2. The Problem: The "Lost in Translation" Search

The Old Way: You ask the librarian, "How much energy does a Google data center use?" The librarian looks for that exact phrase. If the book says "Power Usage Effectiveness of Google's cloud facilities," the librarian says, "I can't find it!" because the words don't match.

The KohakuRAG Solution: The "Detective Squad"
Instead of sending one librarian to search, they send a Squad of Detectives.

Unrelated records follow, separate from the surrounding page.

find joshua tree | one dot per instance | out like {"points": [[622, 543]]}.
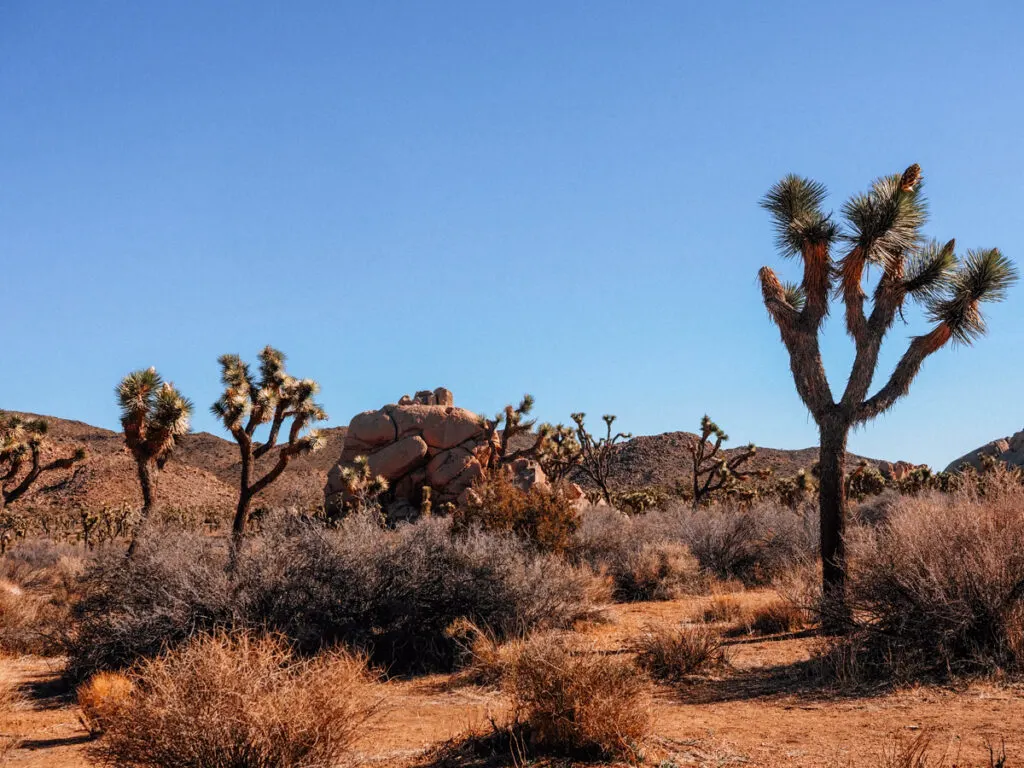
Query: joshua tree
{"points": [[22, 446], [597, 455], [273, 398], [154, 415], [512, 422], [711, 471], [882, 229], [560, 453]]}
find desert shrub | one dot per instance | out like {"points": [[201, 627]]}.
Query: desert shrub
{"points": [[725, 607], [239, 701], [753, 544], [38, 583], [100, 695], [876, 509], [642, 562], [674, 653], [938, 589], [174, 587], [389, 593], [395, 593], [482, 657], [545, 517], [776, 616], [580, 704]]}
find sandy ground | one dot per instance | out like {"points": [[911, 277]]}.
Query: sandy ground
{"points": [[764, 711]]}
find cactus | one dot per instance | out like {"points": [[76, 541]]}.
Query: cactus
{"points": [[711, 471], [363, 488], [247, 403], [23, 443], [154, 415], [511, 422], [598, 455], [559, 453], [883, 229]]}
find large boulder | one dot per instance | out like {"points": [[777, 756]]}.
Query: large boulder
{"points": [[422, 440], [1009, 450]]}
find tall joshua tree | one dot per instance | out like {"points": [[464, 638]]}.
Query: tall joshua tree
{"points": [[272, 398], [23, 443], [154, 415], [882, 228]]}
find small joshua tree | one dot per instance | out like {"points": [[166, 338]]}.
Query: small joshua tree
{"points": [[22, 446], [154, 415], [883, 229], [363, 488], [512, 422], [713, 472], [597, 455], [560, 452], [273, 398]]}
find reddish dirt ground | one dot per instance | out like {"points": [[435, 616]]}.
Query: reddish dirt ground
{"points": [[764, 711]]}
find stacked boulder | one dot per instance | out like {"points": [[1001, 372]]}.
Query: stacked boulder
{"points": [[422, 440]]}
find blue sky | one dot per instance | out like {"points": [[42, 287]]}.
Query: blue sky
{"points": [[498, 198]]}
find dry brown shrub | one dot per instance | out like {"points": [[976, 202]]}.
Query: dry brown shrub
{"points": [[938, 589], [675, 653], [920, 751], [240, 701], [579, 704], [776, 616], [99, 697], [642, 561], [546, 517], [726, 608], [485, 657]]}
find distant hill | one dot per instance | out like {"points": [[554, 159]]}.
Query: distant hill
{"points": [[204, 472]]}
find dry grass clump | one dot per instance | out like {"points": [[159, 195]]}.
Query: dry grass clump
{"points": [[641, 560], [674, 653], [753, 544], [578, 704], [775, 617], [938, 589], [546, 517], [100, 695], [389, 593], [37, 587], [725, 607], [902, 751], [239, 701]]}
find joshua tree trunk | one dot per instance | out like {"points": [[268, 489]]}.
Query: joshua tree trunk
{"points": [[145, 481], [884, 229], [832, 501], [245, 496]]}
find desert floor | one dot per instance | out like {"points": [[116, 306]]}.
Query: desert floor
{"points": [[764, 711]]}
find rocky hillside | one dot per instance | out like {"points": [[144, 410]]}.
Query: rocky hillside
{"points": [[1009, 450], [664, 460], [204, 471]]}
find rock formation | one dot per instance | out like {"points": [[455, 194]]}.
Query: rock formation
{"points": [[1009, 450], [422, 440]]}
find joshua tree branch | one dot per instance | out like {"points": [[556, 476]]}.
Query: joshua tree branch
{"points": [[899, 382], [805, 355]]}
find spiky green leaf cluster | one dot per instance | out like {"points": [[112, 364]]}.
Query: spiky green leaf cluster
{"points": [[796, 296], [930, 269], [982, 275], [154, 414], [886, 221], [247, 402], [795, 204]]}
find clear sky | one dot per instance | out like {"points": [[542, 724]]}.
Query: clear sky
{"points": [[558, 198]]}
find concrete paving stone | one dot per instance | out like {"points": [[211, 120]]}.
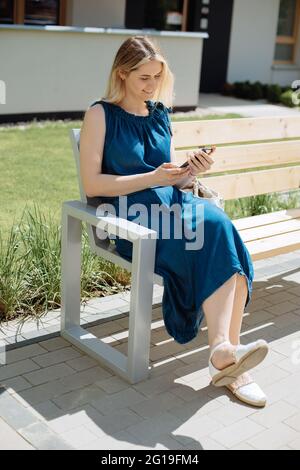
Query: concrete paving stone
{"points": [[165, 423], [295, 290], [205, 443], [282, 297], [124, 399], [274, 438], [112, 384], [78, 437], [155, 385], [42, 438], [165, 350], [295, 445], [55, 357], [84, 378], [17, 384], [47, 410], [243, 446], [268, 375], [283, 389], [76, 398], [41, 393], [270, 416], [105, 329], [257, 305], [281, 308], [11, 440], [293, 421], [25, 352], [290, 365], [112, 423], [68, 421], [195, 429], [82, 363], [54, 343], [16, 369], [156, 405], [48, 374], [201, 406], [15, 414], [243, 430], [231, 413], [258, 317]]}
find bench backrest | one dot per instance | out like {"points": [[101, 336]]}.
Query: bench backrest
{"points": [[243, 144]]}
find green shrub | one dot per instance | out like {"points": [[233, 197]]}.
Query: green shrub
{"points": [[228, 89], [273, 93], [256, 91], [286, 98], [30, 268]]}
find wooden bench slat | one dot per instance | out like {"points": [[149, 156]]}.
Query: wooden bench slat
{"points": [[266, 219], [266, 231], [194, 133], [239, 157], [255, 182], [274, 246]]}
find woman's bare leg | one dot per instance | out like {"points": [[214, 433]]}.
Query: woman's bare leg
{"points": [[223, 314], [240, 298]]}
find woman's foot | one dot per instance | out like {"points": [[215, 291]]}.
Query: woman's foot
{"points": [[228, 362], [223, 356], [247, 391]]}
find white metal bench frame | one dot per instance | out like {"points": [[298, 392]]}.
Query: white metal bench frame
{"points": [[135, 366]]}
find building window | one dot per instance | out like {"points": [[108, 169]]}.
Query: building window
{"points": [[41, 12], [33, 12], [6, 11], [287, 31], [166, 14]]}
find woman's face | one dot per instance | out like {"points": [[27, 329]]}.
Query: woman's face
{"points": [[143, 82]]}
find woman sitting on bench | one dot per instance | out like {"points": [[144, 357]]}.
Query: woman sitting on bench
{"points": [[127, 154]]}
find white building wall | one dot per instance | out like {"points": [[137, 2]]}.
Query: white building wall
{"points": [[252, 42], [96, 13], [66, 68]]}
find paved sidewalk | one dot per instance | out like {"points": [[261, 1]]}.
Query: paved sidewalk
{"points": [[54, 396]]}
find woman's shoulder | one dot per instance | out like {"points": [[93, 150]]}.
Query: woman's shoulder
{"points": [[161, 106]]}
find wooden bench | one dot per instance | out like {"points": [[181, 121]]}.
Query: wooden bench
{"points": [[265, 235]]}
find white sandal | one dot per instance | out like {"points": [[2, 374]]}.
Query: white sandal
{"points": [[246, 390], [245, 357]]}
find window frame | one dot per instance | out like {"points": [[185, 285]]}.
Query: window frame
{"points": [[19, 12], [290, 40]]}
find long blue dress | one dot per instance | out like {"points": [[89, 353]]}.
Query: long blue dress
{"points": [[138, 144]]}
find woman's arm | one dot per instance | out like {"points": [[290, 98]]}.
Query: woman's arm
{"points": [[186, 181], [198, 165], [91, 154]]}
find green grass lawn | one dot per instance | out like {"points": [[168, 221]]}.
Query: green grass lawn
{"points": [[36, 165]]}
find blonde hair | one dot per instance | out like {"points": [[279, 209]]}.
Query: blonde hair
{"points": [[133, 53]]}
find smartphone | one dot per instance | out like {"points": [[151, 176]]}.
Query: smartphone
{"points": [[208, 150]]}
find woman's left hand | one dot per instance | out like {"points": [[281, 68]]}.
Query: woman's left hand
{"points": [[200, 161]]}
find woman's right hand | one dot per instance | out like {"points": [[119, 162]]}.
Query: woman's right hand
{"points": [[168, 174]]}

  • The Planner: Before searching, a smart AI (the Planner) takes your question and sends out 4 different detectives.
    • Detective A asks: "Google data center energy."
    • Detective B asks: "Google PUE metrics."
    • Detective C asks: "How efficient is Google's cloud?"
    • Detective D asks: "Google sustainability report."
  • The Reranking: All detectives bring back piles of papers. The system then looks at the piles. If three detectives found the same page, that page is probably the right one! It's like a popularity vote. This ensures the system finds the answer even if you used the wrong words.

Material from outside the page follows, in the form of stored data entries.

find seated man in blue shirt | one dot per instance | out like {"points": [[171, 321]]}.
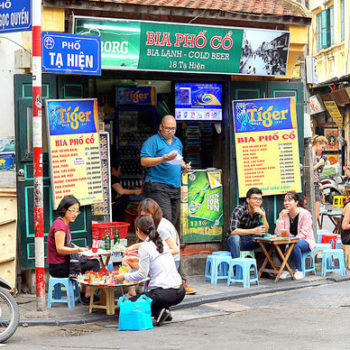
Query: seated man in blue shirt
{"points": [[247, 221], [161, 154]]}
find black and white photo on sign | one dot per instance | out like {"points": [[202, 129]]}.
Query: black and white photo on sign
{"points": [[264, 52]]}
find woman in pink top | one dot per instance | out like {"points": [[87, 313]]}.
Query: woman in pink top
{"points": [[298, 223], [59, 247]]}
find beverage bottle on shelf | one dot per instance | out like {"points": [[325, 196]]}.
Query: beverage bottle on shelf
{"points": [[107, 242], [116, 237]]}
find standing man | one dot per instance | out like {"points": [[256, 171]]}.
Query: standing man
{"points": [[161, 154], [247, 221]]}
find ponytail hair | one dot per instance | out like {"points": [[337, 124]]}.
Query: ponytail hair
{"points": [[295, 196], [146, 225]]}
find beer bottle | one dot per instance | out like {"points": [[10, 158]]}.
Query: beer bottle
{"points": [[116, 237], [107, 242]]}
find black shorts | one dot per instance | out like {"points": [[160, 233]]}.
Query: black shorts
{"points": [[318, 196], [62, 270]]}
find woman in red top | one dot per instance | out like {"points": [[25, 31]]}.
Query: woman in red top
{"points": [[58, 243]]}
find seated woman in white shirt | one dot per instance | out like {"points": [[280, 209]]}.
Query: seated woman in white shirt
{"points": [[156, 262]]}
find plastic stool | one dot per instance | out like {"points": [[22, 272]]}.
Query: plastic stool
{"points": [[328, 261], [216, 268], [320, 247], [330, 238], [338, 244], [338, 201], [247, 253], [223, 266], [55, 286], [242, 272], [320, 233], [311, 266]]}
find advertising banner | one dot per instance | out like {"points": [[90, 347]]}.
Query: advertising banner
{"points": [[179, 47], [267, 152], [201, 208], [205, 199], [74, 150], [15, 16], [70, 54], [333, 111], [331, 135], [104, 209]]}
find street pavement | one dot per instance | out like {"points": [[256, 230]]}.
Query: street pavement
{"points": [[307, 318], [59, 314]]}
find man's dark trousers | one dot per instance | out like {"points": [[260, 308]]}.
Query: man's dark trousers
{"points": [[167, 197]]}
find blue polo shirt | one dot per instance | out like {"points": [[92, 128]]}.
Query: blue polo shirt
{"points": [[157, 146]]}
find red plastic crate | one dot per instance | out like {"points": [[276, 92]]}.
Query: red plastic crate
{"points": [[99, 230]]}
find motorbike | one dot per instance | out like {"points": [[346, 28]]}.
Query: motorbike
{"points": [[332, 186], [9, 313]]}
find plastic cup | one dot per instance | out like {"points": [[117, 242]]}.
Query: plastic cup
{"points": [[283, 232], [94, 246]]}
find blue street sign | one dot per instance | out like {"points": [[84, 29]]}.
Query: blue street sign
{"points": [[71, 53], [15, 15]]}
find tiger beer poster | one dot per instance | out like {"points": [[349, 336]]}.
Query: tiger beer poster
{"points": [[267, 151], [74, 150]]}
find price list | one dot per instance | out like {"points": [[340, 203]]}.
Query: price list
{"points": [[104, 208]]}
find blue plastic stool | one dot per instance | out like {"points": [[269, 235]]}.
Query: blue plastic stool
{"points": [[242, 272], [320, 233], [320, 247], [311, 266], [221, 253], [247, 254], [55, 287], [328, 257], [216, 268]]}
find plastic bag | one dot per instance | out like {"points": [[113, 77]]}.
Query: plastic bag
{"points": [[135, 315]]}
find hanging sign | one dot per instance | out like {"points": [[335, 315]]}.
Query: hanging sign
{"points": [[74, 150], [267, 151], [15, 15], [333, 110], [71, 54], [142, 45]]}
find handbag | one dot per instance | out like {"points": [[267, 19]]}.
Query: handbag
{"points": [[135, 315]]}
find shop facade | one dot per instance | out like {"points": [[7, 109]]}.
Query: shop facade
{"points": [[133, 100]]}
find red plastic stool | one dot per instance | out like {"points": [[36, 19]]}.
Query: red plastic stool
{"points": [[330, 238]]}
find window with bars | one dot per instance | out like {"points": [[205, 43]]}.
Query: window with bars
{"points": [[325, 28], [342, 20]]}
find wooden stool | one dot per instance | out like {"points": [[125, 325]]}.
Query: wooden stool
{"points": [[346, 249], [338, 201]]}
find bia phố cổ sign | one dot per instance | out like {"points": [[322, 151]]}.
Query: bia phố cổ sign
{"points": [[74, 150], [267, 150]]}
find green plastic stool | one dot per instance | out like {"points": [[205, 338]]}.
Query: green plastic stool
{"points": [[247, 253]]}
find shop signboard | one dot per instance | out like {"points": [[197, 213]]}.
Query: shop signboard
{"points": [[160, 46], [331, 134], [74, 150], [15, 16], [201, 206], [316, 105], [333, 110], [70, 54], [136, 96], [266, 141], [103, 211]]}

3. The Problem: The "Wobbly Answer"

The Old Way: You ask the librarian a question. Sometimes they give you the right answer. Sometimes, because they are a bit nervous or the lighting is bad, they give a slightly different answer, or they say "I don't know" even when the answer is right there.

The KohakuRAG Solution: The "Panel of Judges"
Instead of asking one librarian, they ask 9 different librarians (or the same librarian 9 times with a slight twist).

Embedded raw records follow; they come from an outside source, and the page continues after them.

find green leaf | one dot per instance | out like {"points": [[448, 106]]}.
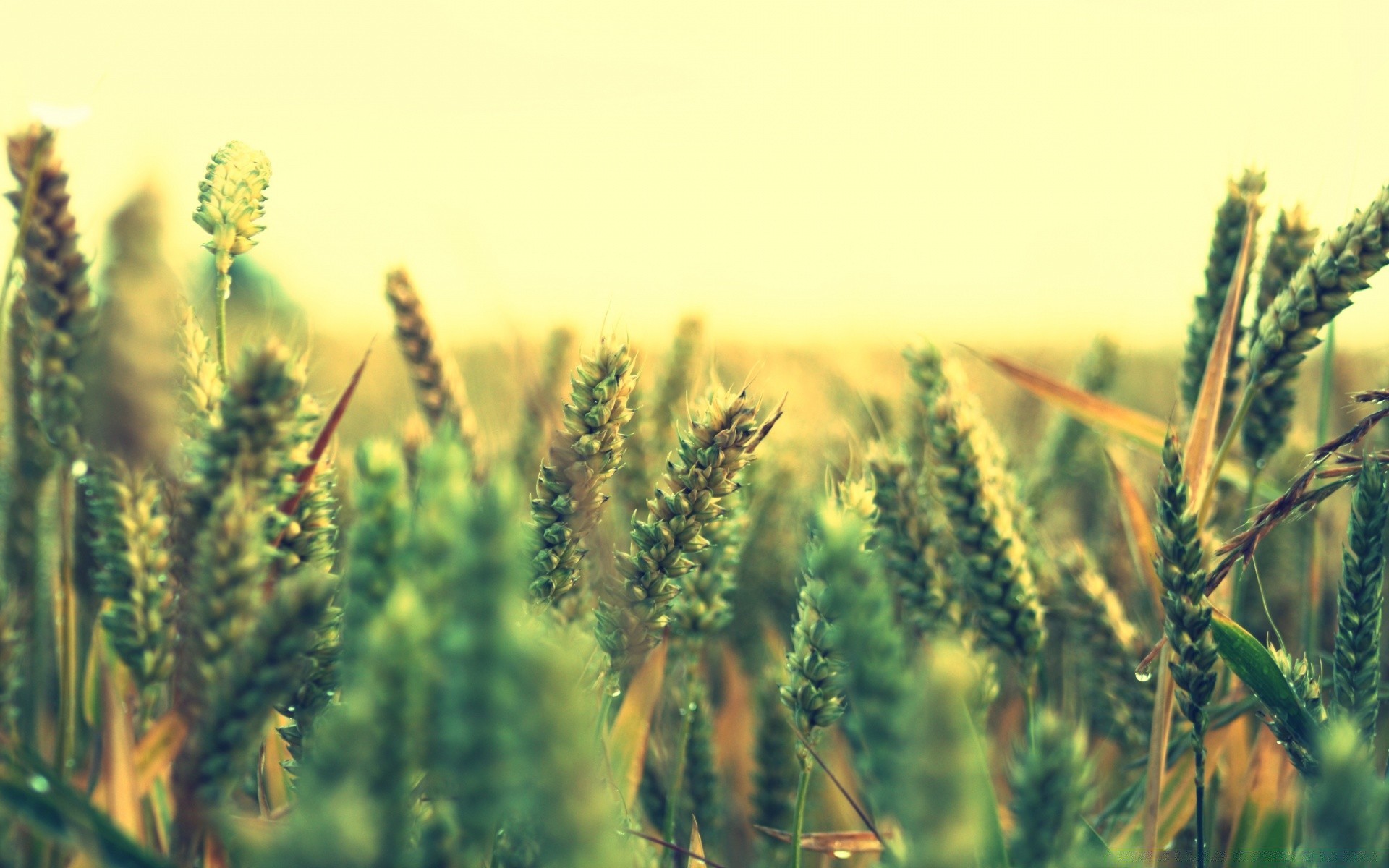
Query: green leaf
{"points": [[1256, 667]]}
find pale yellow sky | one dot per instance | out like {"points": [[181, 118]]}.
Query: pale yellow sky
{"points": [[975, 171]]}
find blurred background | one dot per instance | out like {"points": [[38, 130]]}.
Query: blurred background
{"points": [[798, 173], [817, 182]]}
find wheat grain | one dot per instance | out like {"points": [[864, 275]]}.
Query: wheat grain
{"points": [[981, 509], [1050, 793], [1270, 414], [438, 383], [1360, 600], [717, 446], [570, 492], [1227, 241], [1324, 285]]}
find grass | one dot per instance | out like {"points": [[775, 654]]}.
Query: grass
{"points": [[893, 621]]}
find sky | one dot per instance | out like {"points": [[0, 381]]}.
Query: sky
{"points": [[990, 173]]}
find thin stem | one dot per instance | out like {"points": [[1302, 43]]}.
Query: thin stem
{"points": [[1158, 757], [1206, 499], [1312, 576], [1236, 579], [1200, 801], [66, 617], [224, 289], [31, 188], [673, 801], [859, 810], [799, 821], [676, 849]]}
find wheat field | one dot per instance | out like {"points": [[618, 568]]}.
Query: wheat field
{"points": [[281, 597]]}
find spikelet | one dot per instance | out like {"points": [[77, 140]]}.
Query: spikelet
{"points": [[377, 540], [1346, 807], [1050, 792], [1184, 599], [258, 439], [980, 506], [1360, 600], [700, 475], [56, 281], [229, 200], [874, 647], [310, 538], [1322, 286], [939, 796], [774, 781], [202, 382], [703, 608], [1220, 270], [1108, 642], [354, 789], [570, 493], [909, 540], [655, 434], [30, 463], [475, 582], [438, 383], [815, 686], [542, 401], [132, 570], [132, 401], [221, 593], [1306, 684], [1270, 414], [1061, 443], [249, 678]]}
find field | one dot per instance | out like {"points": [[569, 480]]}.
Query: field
{"points": [[282, 597]]}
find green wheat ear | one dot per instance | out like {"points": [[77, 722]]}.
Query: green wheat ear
{"points": [[229, 202]]}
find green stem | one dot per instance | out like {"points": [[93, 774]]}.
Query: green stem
{"points": [[1200, 801], [66, 611], [799, 821], [224, 289], [673, 800], [1206, 499], [1312, 576], [1238, 575]]}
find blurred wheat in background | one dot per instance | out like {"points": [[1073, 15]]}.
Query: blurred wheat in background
{"points": [[592, 593]]}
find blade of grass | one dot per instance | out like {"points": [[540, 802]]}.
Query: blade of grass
{"points": [[632, 727], [1139, 428], [1202, 469], [1138, 531]]}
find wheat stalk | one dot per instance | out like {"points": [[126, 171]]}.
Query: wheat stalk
{"points": [[981, 509], [703, 472], [231, 197], [1324, 285], [1050, 783], [438, 383], [1360, 600], [1270, 414], [570, 492], [1227, 241], [1188, 613], [1108, 641], [910, 540]]}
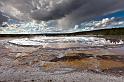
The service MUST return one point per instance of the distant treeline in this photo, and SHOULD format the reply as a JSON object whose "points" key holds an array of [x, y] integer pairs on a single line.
{"points": [[114, 31]]}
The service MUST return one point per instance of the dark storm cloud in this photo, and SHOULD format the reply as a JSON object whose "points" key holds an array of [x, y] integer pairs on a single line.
{"points": [[71, 11]]}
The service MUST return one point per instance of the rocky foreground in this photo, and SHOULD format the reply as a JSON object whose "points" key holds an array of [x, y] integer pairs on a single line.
{"points": [[61, 62]]}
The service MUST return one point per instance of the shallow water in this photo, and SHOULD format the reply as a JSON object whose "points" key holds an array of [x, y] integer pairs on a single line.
{"points": [[58, 55]]}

  • The Vote: They write down their answers.
  • The "Blank" Filter: Sometimes a librarian gets scared and writes "I don't know" (abstention) even if they saw the answer. The system is smart enough to say, "Hey, 8 other people found the answer, so we'll ignore that one scared librarian."
  • The Majority Rule: The system takes the answer that most people agreed on. This makes the final answer very stable and reliable.

The Secret Sauce: "Don't Put the Question at the End"

The researchers discovered something funny about how AI reads. If you give the AI a long list of documents and then ask the question at the very end, the AI gets confused and forgets the beginning (like reading a long email and forgetting the first sentence).

  • The Fix: They put the Documents first, and the Question last. It's like reading the menu before ordering, rather than ordering and then reading the menu. This simple change improved their score by a huge amount (80% relative improvement!).

The Result

By building a Tree House index, sending a Detective Squad to search, and using a Panel of Judges to vote, KohakuRAG became the only team to stay in 1st Place on both the public and private leaderboards.

They proved that you don't need to be the biggest, most expensive AI to win; you just need a smart way to organize your library, ask the right questions, and double-check your work.